Birthday: December 18, 1863
Died At Age: 50
Sun Sign: Sagittarius
Born in: Graz
Famous as: The person whose assassination sparked the First World War
Spouse/Ex-: Duchess of Hohenberg, Sophie
father: Archduke Karl Ludwig of Austria
mother: Princess Maria Annunciata of Bourbon-Two Sicilies
siblings: Archduke Otto of Austria
children: Duke of Hohenberg, Maximilian, Prince Ernst of Hohenberg, Princess Sophie of Hohenberg
Died on: June 28, 1914
place of death: Sarajevo
Cause of Death: Assassination
City: Graz, Austria
Who was Archduke Franz Ferdinand?
Franz Ferdinand was an Archduke of Austria-Este and the heir presumptive to the Austro-Hungarian Empire. Initially he was only third in line to the throne, but certain unexpected events led to dramatic twists in his life. His cousin Prince Rudolf of Austria, who was originally the Crown Prince, committed suicide in 1889, leaving Franz Ferdinand's father, Karl Ludwig, as first in line to the throne. In another unexpected twist of fate, Karl Ludwig died of an illness a few years later making Franz Ferdinand the heir to the throne. Franz, like most males in the ruling Habsburg line, had entered the Austro-Hungarian Army at a young age. Starting his military career at the tender age of 12, he quickly rose through the ranks to become the colonel at 27 and major general at 31. Being the heir presumptive, he was made the Inspector General of the Austro-Hungarian Army, and he proved to be much popular in this position due to his promotion of naval expansion and military modernization. In 1914, he accepted an invitation from General Oskar Potiorek, Governor of the Austrian provinces of Bosnia-Herzegovina, to visit the capital of Bosnia, Sarajevo, to inspect army maneuvers and went there with his wife. This trip proved fatal for the couple as they were shot dead by a group of assassins and this incident incited Austria-Hungary's declaration of war against Serbia which in turn sparked the First World War.
Childhood & Early Life
He was born on 18 December 1863 in Graz, Austrian Empire as the eldest son of Archduke Karl Ludwig of Austria and of his second wife, Princess Maria Annunciata of Bourbon-Two Sicilies.

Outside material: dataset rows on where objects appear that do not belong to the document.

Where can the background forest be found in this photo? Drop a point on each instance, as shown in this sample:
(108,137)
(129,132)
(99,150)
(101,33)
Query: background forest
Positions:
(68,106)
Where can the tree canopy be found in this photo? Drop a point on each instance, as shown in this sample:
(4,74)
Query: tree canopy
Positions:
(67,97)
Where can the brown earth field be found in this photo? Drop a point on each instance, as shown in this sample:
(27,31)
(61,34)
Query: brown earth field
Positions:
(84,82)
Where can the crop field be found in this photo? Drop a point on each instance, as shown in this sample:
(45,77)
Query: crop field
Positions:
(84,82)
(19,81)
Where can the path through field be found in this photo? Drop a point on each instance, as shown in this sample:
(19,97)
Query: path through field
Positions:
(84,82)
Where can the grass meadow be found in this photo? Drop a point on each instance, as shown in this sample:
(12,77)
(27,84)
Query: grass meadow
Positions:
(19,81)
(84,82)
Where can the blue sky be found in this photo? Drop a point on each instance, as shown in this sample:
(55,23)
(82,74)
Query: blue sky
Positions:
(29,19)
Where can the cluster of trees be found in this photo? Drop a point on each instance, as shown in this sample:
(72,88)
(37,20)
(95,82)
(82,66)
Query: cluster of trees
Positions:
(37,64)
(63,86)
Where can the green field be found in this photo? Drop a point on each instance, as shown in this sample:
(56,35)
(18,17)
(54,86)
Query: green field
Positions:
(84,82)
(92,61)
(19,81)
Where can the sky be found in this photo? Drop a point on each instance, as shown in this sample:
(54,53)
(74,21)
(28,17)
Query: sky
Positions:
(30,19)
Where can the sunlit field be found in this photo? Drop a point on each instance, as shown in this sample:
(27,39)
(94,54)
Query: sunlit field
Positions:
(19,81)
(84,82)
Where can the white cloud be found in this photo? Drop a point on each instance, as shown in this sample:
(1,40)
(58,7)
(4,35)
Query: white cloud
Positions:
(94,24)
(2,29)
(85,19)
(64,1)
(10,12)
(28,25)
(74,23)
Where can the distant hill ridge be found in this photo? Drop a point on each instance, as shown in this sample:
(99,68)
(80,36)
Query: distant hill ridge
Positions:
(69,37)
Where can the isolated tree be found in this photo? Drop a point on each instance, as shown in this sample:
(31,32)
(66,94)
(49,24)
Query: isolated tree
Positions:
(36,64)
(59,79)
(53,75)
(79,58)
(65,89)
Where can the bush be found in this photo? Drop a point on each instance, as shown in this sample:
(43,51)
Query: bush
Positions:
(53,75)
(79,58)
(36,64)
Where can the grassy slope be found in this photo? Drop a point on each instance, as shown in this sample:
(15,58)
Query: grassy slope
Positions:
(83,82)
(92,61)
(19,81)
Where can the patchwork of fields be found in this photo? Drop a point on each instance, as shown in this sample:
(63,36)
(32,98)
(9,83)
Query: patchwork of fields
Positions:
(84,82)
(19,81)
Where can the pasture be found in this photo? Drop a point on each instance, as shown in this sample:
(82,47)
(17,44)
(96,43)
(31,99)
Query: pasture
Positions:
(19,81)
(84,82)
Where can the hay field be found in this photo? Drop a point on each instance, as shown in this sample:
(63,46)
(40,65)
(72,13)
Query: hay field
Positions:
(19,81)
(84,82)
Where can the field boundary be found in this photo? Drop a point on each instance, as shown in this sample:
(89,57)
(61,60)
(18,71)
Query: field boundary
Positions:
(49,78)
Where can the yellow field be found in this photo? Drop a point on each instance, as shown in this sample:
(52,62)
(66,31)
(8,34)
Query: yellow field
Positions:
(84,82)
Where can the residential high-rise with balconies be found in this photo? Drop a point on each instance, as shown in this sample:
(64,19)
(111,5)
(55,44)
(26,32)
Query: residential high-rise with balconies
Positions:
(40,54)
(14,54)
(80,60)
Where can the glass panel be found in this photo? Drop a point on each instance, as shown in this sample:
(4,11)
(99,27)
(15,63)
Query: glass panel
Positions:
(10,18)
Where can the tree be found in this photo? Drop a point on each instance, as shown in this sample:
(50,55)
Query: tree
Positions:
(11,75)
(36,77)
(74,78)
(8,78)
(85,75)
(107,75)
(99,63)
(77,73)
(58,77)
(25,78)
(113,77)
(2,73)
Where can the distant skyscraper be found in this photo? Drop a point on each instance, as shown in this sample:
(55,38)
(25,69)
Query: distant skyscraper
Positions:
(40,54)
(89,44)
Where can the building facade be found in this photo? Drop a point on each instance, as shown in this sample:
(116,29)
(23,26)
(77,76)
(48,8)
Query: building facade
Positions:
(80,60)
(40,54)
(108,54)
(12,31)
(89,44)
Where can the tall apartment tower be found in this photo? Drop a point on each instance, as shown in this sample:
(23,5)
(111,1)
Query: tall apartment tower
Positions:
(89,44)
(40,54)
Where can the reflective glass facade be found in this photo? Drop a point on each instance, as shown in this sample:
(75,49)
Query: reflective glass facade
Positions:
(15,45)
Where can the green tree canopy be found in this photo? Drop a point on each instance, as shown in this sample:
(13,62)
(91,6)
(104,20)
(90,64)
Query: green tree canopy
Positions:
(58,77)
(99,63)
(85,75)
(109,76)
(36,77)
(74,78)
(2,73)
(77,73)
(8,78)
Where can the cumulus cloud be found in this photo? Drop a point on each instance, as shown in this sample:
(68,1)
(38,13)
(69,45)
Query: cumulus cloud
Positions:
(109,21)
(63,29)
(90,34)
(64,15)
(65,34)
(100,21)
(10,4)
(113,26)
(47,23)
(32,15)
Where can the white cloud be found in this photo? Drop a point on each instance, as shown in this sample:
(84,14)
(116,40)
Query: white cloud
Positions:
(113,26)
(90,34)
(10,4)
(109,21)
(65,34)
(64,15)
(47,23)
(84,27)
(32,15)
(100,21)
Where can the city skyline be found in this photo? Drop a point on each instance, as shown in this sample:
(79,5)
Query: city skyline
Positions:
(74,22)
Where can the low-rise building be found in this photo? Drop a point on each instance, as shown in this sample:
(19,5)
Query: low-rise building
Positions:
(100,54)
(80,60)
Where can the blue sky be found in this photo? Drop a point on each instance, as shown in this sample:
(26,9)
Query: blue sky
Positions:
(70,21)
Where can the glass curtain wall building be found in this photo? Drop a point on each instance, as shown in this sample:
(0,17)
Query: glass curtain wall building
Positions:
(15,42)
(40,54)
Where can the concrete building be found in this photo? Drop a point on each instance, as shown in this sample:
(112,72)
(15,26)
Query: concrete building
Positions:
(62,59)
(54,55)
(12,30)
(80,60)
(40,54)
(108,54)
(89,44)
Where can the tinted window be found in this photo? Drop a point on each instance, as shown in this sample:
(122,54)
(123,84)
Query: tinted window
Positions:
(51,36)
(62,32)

He was a member of the House of Habsburg, rulers of the Holy Roman Empire, the Austro-Hungarian Empire and the Spanish Empire and his father was the younger brother of Austro-Hungarian Emperor Franz Joseph.
He received his primary education from private tutors and joined the Austro-Hungarian Army at a young age.
His cousin Prince Rudolf, who was the Crown Prince to the Austrian Empire committed suicide at his hunting lodge in Mayerling in 1889. This event meant that Franz’s own father, Karl Ludwig became the first in line to the throne.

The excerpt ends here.